= Neopost web-enabled stamps =

34c Pane of 4 Stamps

Neopost web-enabled stamps or Neopostage is a postage stamp that is part of the family of computerized postage. These stamps were developed by Neopost Online and Northrop Grumman Corporation. The joint effort resulted in an innovative self-service stamp vending system. Neopost Online is a US subsidiary of Neopost Inc. Testing of this system was authorized by the United States Postal Service (USPS) in March 2001.

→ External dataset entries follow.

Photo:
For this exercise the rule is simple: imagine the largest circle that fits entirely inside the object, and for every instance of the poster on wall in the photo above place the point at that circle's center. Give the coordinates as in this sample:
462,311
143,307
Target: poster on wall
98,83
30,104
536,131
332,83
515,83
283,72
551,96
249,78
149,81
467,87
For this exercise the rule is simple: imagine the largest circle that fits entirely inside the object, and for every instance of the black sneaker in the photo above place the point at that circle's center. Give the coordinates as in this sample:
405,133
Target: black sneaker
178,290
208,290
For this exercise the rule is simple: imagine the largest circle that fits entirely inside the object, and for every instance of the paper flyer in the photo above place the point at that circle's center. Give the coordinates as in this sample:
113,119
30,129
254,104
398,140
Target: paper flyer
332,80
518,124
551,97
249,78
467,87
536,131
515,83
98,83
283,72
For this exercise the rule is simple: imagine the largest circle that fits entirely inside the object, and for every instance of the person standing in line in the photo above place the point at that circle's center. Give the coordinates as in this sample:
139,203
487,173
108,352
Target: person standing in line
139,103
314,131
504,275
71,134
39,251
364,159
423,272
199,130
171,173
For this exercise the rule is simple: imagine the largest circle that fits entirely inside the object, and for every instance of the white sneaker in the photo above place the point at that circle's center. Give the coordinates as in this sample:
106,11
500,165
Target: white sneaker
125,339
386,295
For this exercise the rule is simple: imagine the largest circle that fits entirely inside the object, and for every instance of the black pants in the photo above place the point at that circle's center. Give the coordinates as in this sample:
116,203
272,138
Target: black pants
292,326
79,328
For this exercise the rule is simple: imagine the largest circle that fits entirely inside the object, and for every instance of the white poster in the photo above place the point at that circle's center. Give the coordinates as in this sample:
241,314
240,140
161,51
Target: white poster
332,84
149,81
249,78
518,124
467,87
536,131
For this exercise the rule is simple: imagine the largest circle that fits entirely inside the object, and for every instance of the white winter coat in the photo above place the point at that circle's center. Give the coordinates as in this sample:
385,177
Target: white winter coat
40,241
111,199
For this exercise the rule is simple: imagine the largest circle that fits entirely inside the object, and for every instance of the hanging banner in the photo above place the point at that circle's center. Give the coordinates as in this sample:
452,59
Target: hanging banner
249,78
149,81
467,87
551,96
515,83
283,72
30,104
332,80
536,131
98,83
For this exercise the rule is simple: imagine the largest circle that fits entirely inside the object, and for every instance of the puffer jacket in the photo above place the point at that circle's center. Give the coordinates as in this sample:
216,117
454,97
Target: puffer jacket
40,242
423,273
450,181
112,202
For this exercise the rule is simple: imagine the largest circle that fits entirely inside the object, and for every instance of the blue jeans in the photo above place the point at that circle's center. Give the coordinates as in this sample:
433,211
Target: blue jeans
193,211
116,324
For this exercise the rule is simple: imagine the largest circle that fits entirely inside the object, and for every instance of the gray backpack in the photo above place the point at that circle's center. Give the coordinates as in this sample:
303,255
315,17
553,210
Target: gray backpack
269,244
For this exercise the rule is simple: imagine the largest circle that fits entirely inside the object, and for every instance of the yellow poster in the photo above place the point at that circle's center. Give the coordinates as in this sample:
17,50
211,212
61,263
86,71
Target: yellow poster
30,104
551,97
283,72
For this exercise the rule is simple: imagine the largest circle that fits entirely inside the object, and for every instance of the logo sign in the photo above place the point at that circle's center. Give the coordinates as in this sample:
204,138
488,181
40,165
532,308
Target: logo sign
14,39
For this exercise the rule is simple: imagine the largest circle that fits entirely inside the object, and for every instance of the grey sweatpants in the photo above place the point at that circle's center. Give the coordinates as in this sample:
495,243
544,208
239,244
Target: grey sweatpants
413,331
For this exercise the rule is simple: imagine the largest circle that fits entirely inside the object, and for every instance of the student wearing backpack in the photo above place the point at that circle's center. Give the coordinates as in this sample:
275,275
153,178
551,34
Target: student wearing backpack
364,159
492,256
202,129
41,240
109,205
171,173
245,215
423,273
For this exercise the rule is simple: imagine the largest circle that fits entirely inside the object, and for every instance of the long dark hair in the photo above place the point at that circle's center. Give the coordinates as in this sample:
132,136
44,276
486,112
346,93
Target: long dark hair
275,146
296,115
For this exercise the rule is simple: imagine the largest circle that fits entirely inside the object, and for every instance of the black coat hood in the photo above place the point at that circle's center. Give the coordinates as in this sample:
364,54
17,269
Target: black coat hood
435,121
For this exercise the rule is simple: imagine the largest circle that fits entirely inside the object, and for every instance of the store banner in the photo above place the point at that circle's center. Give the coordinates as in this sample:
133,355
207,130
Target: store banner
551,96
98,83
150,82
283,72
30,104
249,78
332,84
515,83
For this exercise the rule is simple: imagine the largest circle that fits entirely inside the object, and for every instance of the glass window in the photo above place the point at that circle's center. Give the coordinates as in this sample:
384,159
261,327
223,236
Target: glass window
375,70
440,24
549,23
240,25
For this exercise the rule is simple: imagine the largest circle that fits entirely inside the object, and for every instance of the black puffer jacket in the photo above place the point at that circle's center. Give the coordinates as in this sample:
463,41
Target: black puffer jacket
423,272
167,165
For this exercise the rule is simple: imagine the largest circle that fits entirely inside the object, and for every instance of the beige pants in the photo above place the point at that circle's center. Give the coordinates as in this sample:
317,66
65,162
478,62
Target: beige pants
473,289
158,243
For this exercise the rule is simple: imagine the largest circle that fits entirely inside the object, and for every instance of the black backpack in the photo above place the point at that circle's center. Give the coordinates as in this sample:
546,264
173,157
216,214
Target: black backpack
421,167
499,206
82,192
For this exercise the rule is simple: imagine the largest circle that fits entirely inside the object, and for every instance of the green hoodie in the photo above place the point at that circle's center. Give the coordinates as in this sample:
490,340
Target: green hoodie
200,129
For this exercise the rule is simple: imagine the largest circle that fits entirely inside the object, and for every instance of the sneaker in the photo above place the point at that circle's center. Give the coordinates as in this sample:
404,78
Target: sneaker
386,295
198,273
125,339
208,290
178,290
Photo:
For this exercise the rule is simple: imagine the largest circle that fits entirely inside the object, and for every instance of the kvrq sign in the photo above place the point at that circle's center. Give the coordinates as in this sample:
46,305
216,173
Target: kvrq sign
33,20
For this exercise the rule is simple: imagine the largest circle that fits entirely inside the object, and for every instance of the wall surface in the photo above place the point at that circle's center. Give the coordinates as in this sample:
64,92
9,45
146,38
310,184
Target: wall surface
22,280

The self-service stamp vending system allowed consumers to:
1. Touch a display screen to activate the kiosk.
2. Peruse through a variety of stamp denominations and quantities for purchase.
3. Select the desired purchase.
4. Swipe credit card information to submit the purchase order.

The kiosk then:
1. Logs on the centrally located database to get credit card authorization.
2. Awaits approval of purchase from a centrally located database.
3. Receives purchasing authorization information from the centrally located database..
4. Prints the purchasing and stamp information onto adhesive paper (from roll or individual sheets).
5. Dispenses the stamp sheets to the consumer.

The ability to peruse, request, authorize, print, and dispense a stamp purchase using the Internet made these the world's first browser-based stamps.

The Neopost web-enabled stamps are listed in Scott catalogue (Specialized Version) under Computer Vended Postage section with several unlisted varieties.